The Buy & Hedge Classic strategy is designed to provide broad market exposure while limiting the downside risk in the event of a material market correction. The product utilizes index-based options and ETFs by purchasing S&P 500 ETFs with ~95% of the portfolio value. The downside put options are set at 10% out-of-the-money. The investor has long-term market exposure in an S&P 500 ETF that has been paired with a hedge that has a negative correlation to the market. The hedge is built using a combination of option positions. This strategy targets a high correlation to the S&P 500. The strategy looks to minimize the cost of hedging by possibly selling options premium on both out-of-the money calls and puts.  This composite includes all portfolios that were at least 70% dedicated to this strategy.

The benchmark is the S&P 500. The S&P 500 Index is a collection of 500 of the largest publicly traded US Equity large cap companies. The secondary benchmark is the Barclays US Aggregate Bond Index. This Barclays Index is a market cap weighted index of fixed income securities and it widely considered the most used index in the fixed income investment community.

ZEGA Financial claims compliance with the Global Investment Performance Standards (GIPS). To receive a full list of composite descriptions of ZEGA Financial and/or a presentation contact Jay Pestrichelli at 1-800-380-9342, ext 101 or jay.pestrichelli@zegafinancial.com.

All investments involve the risk of potential investment losses as well as the potential for investment gains. Prior performance is no guarantee of future results and there can be no assurance, and clients should not assume, that future performance of any of the model portfolios will be comparable to past performance.

These results should not be viewed as indicative of the advisor’s skill. The prior performance figures indicated herein represent portfolio performance for only a short time period, and may not be indicative of the returns or volatility each portfolio will generate over a long time period. The performance presented should also be viewed in the context of the broad market and general economic conditions prevailing during the periods covered by the performance information. The actual results for the comparable periods would also have varied from the presented results based upon the timing of contributions and withdrawals from individual client accounts. The performance figures contained herein should be viewed in the context of the various risk/return profiles and asset allocation methodologies utilized by the asset allocation strategists in developing their model portfolios, and should be accompanied or preceded by the model.

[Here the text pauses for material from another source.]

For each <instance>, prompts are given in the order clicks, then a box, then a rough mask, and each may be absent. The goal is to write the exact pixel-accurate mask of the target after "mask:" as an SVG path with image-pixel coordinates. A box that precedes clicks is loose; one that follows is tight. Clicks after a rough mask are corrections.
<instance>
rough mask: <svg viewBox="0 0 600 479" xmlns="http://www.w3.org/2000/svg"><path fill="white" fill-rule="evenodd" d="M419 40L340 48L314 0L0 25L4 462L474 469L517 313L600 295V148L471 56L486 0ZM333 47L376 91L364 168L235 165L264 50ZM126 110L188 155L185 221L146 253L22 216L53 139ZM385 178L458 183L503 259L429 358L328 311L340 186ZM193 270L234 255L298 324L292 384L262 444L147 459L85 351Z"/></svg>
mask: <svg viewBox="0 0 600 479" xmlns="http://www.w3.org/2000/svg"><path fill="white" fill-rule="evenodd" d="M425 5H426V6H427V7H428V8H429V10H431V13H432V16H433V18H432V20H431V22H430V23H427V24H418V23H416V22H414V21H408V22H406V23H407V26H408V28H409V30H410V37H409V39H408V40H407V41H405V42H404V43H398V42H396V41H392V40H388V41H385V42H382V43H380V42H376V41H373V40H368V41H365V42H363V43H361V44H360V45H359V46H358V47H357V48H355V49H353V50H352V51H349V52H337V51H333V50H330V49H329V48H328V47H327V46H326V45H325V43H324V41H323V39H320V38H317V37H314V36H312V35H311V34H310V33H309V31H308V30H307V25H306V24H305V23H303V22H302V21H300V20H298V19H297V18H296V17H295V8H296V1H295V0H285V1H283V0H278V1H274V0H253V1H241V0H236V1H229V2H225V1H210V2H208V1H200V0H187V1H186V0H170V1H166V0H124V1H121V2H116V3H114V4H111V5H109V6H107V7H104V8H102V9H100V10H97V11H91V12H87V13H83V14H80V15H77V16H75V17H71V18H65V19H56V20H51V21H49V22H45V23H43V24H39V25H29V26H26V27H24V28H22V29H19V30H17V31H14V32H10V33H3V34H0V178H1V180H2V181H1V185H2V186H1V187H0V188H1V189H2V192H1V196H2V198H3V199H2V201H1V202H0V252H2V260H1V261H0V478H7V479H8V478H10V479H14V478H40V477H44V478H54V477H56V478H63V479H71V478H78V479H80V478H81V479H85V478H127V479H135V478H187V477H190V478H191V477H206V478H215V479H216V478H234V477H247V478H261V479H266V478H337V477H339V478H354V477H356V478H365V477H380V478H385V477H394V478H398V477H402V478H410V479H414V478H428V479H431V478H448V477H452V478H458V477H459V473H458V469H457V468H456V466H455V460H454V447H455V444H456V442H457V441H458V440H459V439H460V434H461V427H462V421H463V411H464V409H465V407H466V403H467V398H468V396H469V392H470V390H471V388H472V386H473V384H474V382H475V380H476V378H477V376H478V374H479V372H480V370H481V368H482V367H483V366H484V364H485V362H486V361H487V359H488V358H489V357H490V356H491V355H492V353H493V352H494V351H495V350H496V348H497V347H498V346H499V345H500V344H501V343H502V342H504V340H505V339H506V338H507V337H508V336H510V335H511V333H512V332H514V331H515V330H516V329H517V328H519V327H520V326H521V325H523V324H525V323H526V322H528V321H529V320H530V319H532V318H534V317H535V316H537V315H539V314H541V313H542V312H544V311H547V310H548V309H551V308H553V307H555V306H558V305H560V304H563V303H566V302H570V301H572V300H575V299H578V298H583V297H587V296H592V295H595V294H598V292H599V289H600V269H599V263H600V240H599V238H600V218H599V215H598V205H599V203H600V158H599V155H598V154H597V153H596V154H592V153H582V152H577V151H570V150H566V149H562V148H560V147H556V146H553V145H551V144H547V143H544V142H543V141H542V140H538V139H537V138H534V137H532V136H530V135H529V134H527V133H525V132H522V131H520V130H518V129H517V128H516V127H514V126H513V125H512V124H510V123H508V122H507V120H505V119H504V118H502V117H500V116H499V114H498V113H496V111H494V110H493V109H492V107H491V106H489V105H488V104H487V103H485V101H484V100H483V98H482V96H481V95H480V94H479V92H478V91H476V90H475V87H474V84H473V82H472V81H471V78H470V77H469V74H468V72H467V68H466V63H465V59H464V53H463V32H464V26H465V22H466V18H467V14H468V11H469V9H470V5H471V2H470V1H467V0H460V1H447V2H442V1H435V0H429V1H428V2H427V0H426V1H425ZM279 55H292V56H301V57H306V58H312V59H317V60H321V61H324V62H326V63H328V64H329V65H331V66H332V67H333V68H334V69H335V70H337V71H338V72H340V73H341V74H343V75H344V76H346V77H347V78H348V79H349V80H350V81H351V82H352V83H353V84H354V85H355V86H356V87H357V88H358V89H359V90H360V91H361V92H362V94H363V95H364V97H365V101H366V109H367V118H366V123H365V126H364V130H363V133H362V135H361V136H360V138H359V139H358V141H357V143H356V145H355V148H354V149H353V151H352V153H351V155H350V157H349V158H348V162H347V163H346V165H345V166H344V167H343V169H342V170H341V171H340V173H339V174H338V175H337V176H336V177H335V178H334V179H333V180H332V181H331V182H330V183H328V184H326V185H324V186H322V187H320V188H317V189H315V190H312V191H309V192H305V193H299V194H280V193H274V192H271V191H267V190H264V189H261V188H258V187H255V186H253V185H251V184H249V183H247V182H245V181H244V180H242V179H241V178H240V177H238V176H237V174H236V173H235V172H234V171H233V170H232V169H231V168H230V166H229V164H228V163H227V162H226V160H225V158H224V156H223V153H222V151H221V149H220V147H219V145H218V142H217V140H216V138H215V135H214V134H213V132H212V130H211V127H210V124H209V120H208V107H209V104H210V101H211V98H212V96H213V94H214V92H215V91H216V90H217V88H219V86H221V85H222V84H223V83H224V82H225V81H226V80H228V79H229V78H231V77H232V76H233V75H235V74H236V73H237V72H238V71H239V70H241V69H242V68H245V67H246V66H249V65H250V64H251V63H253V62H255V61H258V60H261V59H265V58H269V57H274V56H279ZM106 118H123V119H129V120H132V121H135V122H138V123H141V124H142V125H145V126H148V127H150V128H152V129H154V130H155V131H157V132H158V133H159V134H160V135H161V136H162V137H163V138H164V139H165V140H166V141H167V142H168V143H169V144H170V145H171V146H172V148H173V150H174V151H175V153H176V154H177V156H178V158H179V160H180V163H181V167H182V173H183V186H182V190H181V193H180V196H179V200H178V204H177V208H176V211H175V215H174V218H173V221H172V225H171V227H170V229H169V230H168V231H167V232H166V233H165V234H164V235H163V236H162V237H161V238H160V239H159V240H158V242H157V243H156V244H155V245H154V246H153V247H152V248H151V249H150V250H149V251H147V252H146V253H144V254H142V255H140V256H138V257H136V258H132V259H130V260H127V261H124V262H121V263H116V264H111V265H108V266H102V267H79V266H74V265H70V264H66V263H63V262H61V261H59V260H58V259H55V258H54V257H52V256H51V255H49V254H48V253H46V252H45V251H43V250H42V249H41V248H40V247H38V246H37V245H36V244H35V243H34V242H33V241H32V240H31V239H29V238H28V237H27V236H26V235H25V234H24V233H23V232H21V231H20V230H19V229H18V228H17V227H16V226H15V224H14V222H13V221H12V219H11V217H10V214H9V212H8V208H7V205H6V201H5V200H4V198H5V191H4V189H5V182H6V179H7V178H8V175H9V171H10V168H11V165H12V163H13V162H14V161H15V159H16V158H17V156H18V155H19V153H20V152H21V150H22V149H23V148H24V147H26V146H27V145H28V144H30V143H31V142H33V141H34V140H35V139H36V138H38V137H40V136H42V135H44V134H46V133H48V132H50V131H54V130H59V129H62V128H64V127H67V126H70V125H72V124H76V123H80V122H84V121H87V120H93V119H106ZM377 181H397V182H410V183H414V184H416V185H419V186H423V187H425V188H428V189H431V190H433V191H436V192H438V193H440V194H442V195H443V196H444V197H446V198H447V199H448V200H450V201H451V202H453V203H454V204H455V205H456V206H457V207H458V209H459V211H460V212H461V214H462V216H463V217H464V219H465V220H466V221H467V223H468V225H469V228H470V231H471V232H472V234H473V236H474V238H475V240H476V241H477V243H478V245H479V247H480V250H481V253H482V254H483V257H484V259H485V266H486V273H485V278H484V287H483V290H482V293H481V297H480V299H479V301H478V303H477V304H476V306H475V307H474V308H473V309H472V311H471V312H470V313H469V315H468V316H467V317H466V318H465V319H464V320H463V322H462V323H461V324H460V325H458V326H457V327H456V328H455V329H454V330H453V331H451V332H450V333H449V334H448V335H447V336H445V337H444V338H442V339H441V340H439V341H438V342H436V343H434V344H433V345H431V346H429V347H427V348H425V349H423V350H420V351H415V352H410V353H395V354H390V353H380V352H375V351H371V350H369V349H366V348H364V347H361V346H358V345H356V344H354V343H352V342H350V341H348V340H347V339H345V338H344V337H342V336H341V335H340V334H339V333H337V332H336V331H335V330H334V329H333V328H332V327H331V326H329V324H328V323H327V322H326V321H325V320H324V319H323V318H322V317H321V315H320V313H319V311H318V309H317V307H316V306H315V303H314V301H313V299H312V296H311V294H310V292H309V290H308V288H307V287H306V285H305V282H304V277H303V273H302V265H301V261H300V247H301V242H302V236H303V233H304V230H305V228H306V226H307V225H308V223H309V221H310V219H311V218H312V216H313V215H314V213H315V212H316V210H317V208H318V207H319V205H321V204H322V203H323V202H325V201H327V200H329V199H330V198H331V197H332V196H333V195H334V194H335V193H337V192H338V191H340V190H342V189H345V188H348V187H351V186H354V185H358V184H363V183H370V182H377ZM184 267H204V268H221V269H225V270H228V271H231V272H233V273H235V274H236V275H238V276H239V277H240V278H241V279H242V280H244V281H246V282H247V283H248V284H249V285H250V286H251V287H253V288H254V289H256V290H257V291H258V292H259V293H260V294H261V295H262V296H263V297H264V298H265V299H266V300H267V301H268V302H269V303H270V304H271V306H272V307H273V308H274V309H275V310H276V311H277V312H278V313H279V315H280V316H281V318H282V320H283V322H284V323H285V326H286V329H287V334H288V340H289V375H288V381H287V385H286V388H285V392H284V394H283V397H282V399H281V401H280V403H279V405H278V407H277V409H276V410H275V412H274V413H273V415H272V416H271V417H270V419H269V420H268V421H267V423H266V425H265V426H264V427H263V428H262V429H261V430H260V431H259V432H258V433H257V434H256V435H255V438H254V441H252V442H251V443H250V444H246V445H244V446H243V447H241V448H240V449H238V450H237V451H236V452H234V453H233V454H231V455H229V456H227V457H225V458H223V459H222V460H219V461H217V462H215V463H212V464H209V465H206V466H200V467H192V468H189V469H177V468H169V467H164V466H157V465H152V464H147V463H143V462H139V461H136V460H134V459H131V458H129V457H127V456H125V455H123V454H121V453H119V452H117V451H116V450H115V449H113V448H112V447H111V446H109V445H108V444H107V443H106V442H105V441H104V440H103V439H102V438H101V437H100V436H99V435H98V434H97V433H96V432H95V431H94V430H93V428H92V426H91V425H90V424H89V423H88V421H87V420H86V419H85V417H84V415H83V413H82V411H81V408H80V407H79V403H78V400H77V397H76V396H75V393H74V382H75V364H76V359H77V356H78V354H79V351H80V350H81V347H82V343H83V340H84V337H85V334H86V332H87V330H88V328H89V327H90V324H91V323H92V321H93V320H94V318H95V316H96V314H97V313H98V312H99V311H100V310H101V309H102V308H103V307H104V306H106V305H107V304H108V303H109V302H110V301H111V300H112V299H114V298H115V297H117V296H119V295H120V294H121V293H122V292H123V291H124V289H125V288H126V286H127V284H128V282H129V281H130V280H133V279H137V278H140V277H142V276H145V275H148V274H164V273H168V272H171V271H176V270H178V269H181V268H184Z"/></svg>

Standard deviation is a measure of the dispersion of a set of data from its mean. The more spread apart the data, the higher the deviation. In finance, standard deviation is applied to the annual rate of return of an investment to measure the investment's volatility.

The investment management fee schedule for the composite varies. Our wealth management fee for portfolio management services is 1.5%. These fees are negotiable depending upon the client’s financial situation and the client’s objectives. Our sub advisory fee for portfolio management services is 0.75%. These fees are negotiable depending upon the complexity and scope of the plan.


Certain portfolios may incur additional advisor directed fees. As a result, ZEGA’s returns for these accounts are net of the additional fees due to our subadvisor agreements.